Thanks for keeping the thread ongoing!

As for the model, I will not be able to change it at all since I am doing it as a part of a course where I have to recreate this paper. Also, I believe that as per the authors, this makes the most sense considering the problem statement and the current research surrounding it.

The reason why I chose these exact priors is because the authors have done the exact same but in r using JAGS. Here’s the JAGS model which they wrote down,

      # priors
      # dnorm is specified in terms of mean and precision. It gives the entire pdf of the normal distribution (discrete)
      zero0 ~ dnorm(priors.zero_mu0, 1 / (priors.zero_sd0 ^ 2))
      zero1 ~ dnorm(priors.zero_mu1, 1 / (priors.zero_sd1 ^ 2))
      one0 ~ dnorm(priors.one_mu0, 1 / (priors.one_sd0 ^ 2))
      one1 ~ dnorm(priors.one_mu1, 1 / (priors.one_sd1 ^ 2))
      b0 ~ dnorm(priors.b0_mu, 1 / (priors.b0_sigma ^ 2))  # sigma to tau (tau = 1 / sigma**2) - sigma here represents precision - specified this way because of BUGS syntax
      b1 ~ dnorm(priors.b1_mu, 1 / (priors.b1_sigma ^ 2))  # sigma to tau (tau = 1 / sigma**2)
      phi ~ dunif(0, 100)

      # probabilities for zero and one 
      for (i in 1:n) {
        logit(alpha_zero[i]) <- zero0 + zero1 * x[i]
        y.iszero[i] ~ dbern(alpha_zero[i]) # pi 0
        logit(alpha_one[i]) <- one0 + one1 * x[i]
        y.isone[i] ~ dbern(alpha_one[i]) # pi 1

      # arrays for zeros and ones
      for (i in {[i] ~ dbern(0) # the probability of success p here is estimated in BUGS, based on the value of
      for (i in {[i] ~ dbern(1) # the probability of success here is estimated based on the value of
      # likelihood for mu and phi (precision) - probit link function
      for (i in 1:n.cont) {
        y.c[i] ~ dbeta(p[i], q[i]) 
        p[i] <- mu2[i] * phi 
        q[i] <- (1 - mu2[i]) * phi 
        probit(mu2[i]) <- (1 / b0) * log(x.c[i] / b1) 

With this model, they were able to achieve trace plots that looked ideal and that is what is mentioned in the paper I believe.

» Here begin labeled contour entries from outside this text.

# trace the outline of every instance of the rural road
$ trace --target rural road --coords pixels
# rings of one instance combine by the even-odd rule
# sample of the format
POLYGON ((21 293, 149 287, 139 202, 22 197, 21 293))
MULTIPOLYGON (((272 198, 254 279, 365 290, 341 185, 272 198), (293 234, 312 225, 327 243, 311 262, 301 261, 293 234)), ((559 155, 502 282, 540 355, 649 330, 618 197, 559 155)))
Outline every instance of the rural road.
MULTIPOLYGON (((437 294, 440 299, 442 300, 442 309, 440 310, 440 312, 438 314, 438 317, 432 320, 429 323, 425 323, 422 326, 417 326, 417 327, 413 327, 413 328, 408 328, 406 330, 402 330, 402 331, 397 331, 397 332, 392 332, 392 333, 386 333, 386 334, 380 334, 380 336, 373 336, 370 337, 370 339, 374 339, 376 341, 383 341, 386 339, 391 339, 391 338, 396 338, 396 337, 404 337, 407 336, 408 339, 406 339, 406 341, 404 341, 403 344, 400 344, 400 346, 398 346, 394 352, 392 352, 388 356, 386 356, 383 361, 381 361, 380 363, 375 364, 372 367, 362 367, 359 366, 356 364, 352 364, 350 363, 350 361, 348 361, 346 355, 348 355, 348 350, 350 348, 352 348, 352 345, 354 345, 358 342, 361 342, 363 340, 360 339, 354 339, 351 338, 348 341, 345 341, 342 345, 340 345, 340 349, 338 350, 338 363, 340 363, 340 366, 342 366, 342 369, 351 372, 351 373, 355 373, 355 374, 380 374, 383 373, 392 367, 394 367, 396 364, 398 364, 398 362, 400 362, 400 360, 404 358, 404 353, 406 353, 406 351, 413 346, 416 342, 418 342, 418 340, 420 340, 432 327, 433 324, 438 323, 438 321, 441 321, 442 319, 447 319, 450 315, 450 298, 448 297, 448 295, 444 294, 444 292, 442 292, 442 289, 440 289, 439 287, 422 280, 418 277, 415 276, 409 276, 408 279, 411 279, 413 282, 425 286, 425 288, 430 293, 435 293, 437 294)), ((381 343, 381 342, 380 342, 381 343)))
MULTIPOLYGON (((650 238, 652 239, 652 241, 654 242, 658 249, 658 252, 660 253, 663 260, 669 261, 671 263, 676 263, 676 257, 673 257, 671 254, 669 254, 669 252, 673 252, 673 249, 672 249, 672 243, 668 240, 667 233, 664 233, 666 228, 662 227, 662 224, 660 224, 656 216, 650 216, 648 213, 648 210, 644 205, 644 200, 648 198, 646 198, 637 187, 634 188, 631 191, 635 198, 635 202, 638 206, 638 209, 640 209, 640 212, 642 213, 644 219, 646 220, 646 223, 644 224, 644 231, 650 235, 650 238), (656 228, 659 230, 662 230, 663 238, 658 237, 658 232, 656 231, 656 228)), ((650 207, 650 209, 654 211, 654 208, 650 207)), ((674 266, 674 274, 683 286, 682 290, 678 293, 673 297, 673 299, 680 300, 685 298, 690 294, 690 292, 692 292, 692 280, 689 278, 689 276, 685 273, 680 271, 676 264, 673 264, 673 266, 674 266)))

I also tried changing the distribution of the precision from Uniform to a HalfNormal with a large variance as per the suggestion given here about reparameterizing the model but the trace plots remained the same.

I tried to directly plug in the logodds as well but the result was an inf which could have been an oversight on my end or a genuine calculation mistake but for now I am keeping the same invlogit calculations.

Finally to make theta1 and theta2 more informative I tried reducing the standard deviation and then used a normal distribution on the precision. This gave a single model at convergence but now it does not match with what the authors have.

Could you refer to the JAGS model again and suggest if any improvements can be made to the model we have done so far?


I looked the paper and functions provide above. I wonder why you add “log” to covert the value of pi0 and others? I see the pi0 and others are calculated from logitinv function. Should thta be all accourding to the equations. I cannot figure out why pt.log is needed. Tha

thank you very much for your answer

Hi Josh,

That function computes the log probability of the distribution, so I took the log of the probabilities computed by the inverse logit function. This is common in statistical computing, because it is more numerically stable, allowing us to work on the entire (negative) number line, rather than the 0-1 interval. See this lecture for a detailed discussion.

Hello Jess,

Thank you for your quick reply.
I have watched the video but haven’t watched the one you mentioned yet.
once agian, sincerely appreciate your info.